A second and possibly even more influential museum village was founded by the heir to the
Standard Oil fortune, John D. Rockefeller, Jr., in the 1920s and 1930s:  Colonial
Williamsburg. Rockefeller's village preserved surviving buildings from before the 1790s in the
old colonial capital of Virginia and reconstructed all those demolished since the 1790s in order
to recreate the exact setting where the events leading to the Declaration of Independence and
American Revolution took place.

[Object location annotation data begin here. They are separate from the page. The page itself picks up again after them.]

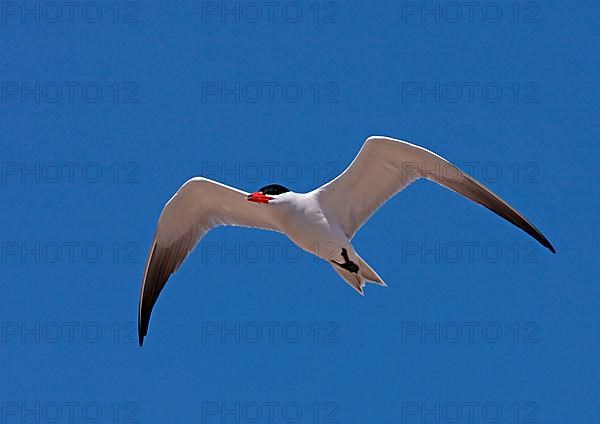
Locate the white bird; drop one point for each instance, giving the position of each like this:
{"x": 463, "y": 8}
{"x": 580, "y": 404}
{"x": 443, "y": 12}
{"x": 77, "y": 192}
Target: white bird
{"x": 322, "y": 222}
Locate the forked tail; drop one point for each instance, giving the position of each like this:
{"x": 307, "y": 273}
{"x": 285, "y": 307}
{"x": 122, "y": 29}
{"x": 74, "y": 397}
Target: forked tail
{"x": 357, "y": 280}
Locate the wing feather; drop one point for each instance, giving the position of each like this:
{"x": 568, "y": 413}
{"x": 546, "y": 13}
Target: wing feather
{"x": 197, "y": 207}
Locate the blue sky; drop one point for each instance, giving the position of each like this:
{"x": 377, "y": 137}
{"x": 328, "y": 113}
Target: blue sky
{"x": 106, "y": 109}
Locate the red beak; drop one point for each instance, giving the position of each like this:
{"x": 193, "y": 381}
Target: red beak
{"x": 258, "y": 197}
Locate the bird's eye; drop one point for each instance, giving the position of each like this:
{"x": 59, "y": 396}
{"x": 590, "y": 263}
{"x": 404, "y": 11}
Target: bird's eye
{"x": 273, "y": 189}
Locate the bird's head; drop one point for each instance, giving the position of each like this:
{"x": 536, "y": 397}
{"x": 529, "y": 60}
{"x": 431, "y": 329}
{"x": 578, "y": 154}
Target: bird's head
{"x": 267, "y": 194}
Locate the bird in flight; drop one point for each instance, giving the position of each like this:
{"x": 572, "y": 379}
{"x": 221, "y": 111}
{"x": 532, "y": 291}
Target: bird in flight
{"x": 328, "y": 216}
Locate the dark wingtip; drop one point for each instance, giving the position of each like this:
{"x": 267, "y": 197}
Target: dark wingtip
{"x": 142, "y": 330}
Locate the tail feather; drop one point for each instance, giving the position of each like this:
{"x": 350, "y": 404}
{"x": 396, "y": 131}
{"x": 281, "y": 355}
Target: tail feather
{"x": 369, "y": 273}
{"x": 357, "y": 281}
{"x": 354, "y": 280}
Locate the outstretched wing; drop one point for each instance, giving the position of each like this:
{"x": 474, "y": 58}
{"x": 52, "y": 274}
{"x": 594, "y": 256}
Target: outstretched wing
{"x": 197, "y": 207}
{"x": 384, "y": 166}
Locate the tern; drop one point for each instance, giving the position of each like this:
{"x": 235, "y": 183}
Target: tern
{"x": 321, "y": 222}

The objective was to provide visitors with an inspirational and
patriotic experience. Colonial Williamsburg has enjoyed a phenomenal popularity among
visitors since the 1930s and has spawned numerous progeny across the eastern United States,
such as Old Sturbridge Village in Massachusetts, Strawberry Banke in Portsmouth, New
Hampshire, and the Plimouth Plantation in Plymouth, Massachusetts.[5]

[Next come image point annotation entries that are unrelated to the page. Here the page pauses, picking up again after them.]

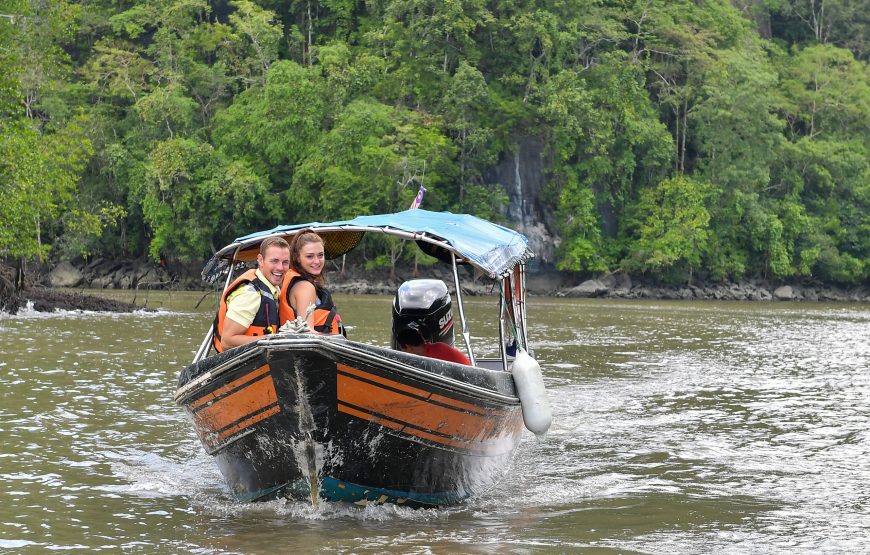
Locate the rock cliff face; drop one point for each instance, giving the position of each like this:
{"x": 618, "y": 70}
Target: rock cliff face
{"x": 522, "y": 172}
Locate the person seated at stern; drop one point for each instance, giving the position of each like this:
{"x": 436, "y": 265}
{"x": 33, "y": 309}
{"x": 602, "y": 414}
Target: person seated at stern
{"x": 411, "y": 340}
{"x": 303, "y": 286}
{"x": 249, "y": 306}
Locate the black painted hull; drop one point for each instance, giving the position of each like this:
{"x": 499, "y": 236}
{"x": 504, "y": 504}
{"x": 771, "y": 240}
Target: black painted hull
{"x": 319, "y": 417}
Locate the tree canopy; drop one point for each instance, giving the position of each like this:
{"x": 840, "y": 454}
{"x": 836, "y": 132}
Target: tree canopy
{"x": 681, "y": 139}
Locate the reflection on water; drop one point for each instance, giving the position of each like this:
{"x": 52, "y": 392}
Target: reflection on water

In Indiana, local philanthropist Eli Lilly created his own museum village in the 1960s:  Conner
Prairie north of Indianapolis, visited by thousands of school children annually to learn about life
in a hypothetical Hoosier community of 1836.  In New Harmony, Indiana, Historic New
Harmony, Inc., led by its benefactor, Jane Blaffer Owen, preserved and opened to the public
during the 1950s and 1960s key buildings of the Rappite and Owenite settlements of the early
19th century.  West of Indianapolis, entrepreneurs in Parke County have more recently created
"Billie Creek Village," a collection of houses, barns, and covered bridges moved there from the
surrounding region and open to visitors.[6]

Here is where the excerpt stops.